Kemah'a yol alırken arabanın şoförü bize rehberlik etti. Kemah'a yaklaşırken bizi bir köprüde durdurdu. Köprünün hemen yanında kayalık olan bir dağın ikiye ayrıldığını ve iki parçaya ayrılan dağın arasında Fırat'ın geçtiğini gösterdi. Bu dağın ikiye ayrılmasını Hz. Ali'nin Zülfikar kılıcı ile yaptığını belirtti. Birkaç tane fotoğraf çektikten sonraki durağımız Selçuklular döneminde kalma Melik Şah Türbesi oldu. Kayalıkların üzerinde olan Kemah Kalesi de ziyaret ettiğimiz yerlerden biriydi.



Kemah ve köylerinde görüşmeler yapmaya başladığımız da Alevilerin burada Sünni kesime oranla daha yoğunlukta yaşadığını gördük. Yetmiş dört köyün yarısından fazlasının Alevilerin elinde olduğunu ve onların deyimi ile kendilerini dağa vurduklarını öğrendik. Kemah’a bağlı Mermerli Köyü’ne vardığımızda bizi karşılayan köy muhtarı bizi köy kahvehanesine götürdü. Sohbet o kadar güzel ve akıcıydı ki bir saat zaman diliminde dört demlik çayın bittiği fısıltı şeklinde kulaklarımıza geldi. Halk hem devletten hem de siyasi partilerden şikayetçiydiler.

Sadece seçim zamanında uğranılacak yer olmak istemiyorlar. PKK’nin yıllarca dağ köylerinde yaşayan Alevilerden yardım istemesi ve Alevilerin PKK’ye yardım etmesi halinde de devlet ve Sünni kesimlerce hedef sayıldığı; yardım etmemesi halinde de PKK ile sorun yaşadıklarını dillendiren vatandaşlar, devlet ile PKK arasında kalarak şiddet gördüklerini belirttiler. İşkencelere ve katlıma maruz kaldıklarını söylerken de barış kavramı ise olmazsa olmazlarıydı. Köy kahvehanesinde çayları yudumlarken, masalarda okey oynayan işsiz gençlerle ülkenin gidişatını konuştuk. Neredeyse her ailenin bir ferdi Avrupa’ya göç etmiş. Onlarda kamuya yerleşememekten dert yakındılar.
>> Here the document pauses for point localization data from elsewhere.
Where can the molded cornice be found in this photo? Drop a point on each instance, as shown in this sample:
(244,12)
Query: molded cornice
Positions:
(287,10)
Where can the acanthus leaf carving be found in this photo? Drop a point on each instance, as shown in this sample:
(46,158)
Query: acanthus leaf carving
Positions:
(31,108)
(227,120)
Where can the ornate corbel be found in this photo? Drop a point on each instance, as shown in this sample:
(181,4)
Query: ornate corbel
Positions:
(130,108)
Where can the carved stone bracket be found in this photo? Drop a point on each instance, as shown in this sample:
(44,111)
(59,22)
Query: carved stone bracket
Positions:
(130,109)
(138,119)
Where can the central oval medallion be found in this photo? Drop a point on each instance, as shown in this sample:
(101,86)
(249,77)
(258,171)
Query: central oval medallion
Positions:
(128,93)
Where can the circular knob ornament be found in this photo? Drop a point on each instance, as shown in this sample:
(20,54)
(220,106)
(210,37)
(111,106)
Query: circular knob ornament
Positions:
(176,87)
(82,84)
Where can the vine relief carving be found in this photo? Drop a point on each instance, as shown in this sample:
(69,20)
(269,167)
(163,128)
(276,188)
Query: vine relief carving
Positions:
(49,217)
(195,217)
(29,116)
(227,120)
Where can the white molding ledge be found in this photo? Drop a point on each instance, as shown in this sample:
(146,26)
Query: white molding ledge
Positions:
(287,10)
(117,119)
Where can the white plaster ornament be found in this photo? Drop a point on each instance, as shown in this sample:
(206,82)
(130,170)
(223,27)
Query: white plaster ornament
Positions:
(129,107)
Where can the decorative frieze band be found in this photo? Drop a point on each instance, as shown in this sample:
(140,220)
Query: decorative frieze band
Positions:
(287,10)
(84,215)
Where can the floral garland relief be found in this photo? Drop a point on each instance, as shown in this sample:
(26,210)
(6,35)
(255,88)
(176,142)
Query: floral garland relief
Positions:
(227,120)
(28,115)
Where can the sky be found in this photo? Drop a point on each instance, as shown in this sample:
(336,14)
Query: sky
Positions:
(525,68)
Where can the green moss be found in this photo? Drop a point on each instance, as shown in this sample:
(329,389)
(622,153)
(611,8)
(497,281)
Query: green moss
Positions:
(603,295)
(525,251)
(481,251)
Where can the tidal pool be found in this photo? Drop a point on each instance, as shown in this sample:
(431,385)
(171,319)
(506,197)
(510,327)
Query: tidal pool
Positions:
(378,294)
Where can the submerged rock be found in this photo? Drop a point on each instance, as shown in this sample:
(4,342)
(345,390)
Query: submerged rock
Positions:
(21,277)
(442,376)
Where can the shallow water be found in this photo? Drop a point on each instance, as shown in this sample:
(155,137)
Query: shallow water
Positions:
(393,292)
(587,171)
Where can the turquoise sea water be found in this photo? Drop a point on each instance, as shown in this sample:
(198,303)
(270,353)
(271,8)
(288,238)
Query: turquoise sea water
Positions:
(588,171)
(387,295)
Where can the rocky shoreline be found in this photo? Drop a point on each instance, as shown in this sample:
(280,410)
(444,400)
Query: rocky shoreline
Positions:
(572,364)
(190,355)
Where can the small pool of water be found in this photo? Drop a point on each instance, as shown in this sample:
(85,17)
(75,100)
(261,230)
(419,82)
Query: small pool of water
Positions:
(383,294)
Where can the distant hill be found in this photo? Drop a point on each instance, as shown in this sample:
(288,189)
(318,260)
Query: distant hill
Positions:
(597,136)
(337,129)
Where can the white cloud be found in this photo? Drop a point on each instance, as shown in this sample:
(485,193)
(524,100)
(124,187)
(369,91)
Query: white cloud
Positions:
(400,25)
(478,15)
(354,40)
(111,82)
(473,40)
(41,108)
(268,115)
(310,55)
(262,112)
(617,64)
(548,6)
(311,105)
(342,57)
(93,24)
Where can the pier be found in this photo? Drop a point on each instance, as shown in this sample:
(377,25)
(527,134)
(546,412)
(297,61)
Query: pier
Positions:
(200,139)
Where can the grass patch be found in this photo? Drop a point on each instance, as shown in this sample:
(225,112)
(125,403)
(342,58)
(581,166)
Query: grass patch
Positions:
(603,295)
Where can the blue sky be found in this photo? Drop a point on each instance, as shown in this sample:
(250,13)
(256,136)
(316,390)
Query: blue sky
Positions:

Hükümetin izlediği veya izleyemediği politikaları eleştirdiler.




Ertesi gün Tercan'ın Bozağa köyüne gittik. Bir eve davet edildikten sonra hemen tanışma merasimine geçtik. Tabi bizim gözümüz duvardaki Hz. Ali, Atatürk ve ailenin diğer fotoğraflarına ileşti. Sanki duvarda cumhuriyetin ilk yıllarında kalma şapkalar ve kilimler vardı. Tam bir köy evini andırıyordu. Çaylar ve lokumlar ikram edildikten sonra sorulara geçildi. Aslında merkezde ve köylerde yaşayan Alevilerin birbirinden çok farklı olduğu açıktı ama hepsinin birleştiği tek bir nokta vardı, o da "ötekileştirildikleri"

Son gün gelip çatmıştı. Zaman beklediğimden çok ama çok hızlı geçmişti. Bu kadar memnun kalacağımı hiç düşünmemiştim. Bir anda kendimi dışarıya vurdum, alış veriş yapmak gerekir diye. Beraber gittiğim hocalarım, bal, tulum beyniri ve el işlemeleri bakırları alırken bende el işlemeli çaydanlık aldım. Erzincan bakır el işlemeli sanatı ile çok ilerde. Her ne kadar fiyatları  kabarık görülse de satın almaya değdi. Havalimana yol alırken içimde bir burukluk vardı. Bu güzelim şehri ve doğayı bırakıp, İstanbul'un trafiğine, binalarına, çevre kirliliğine ve gürültüsüne gitmek beni sinir etti.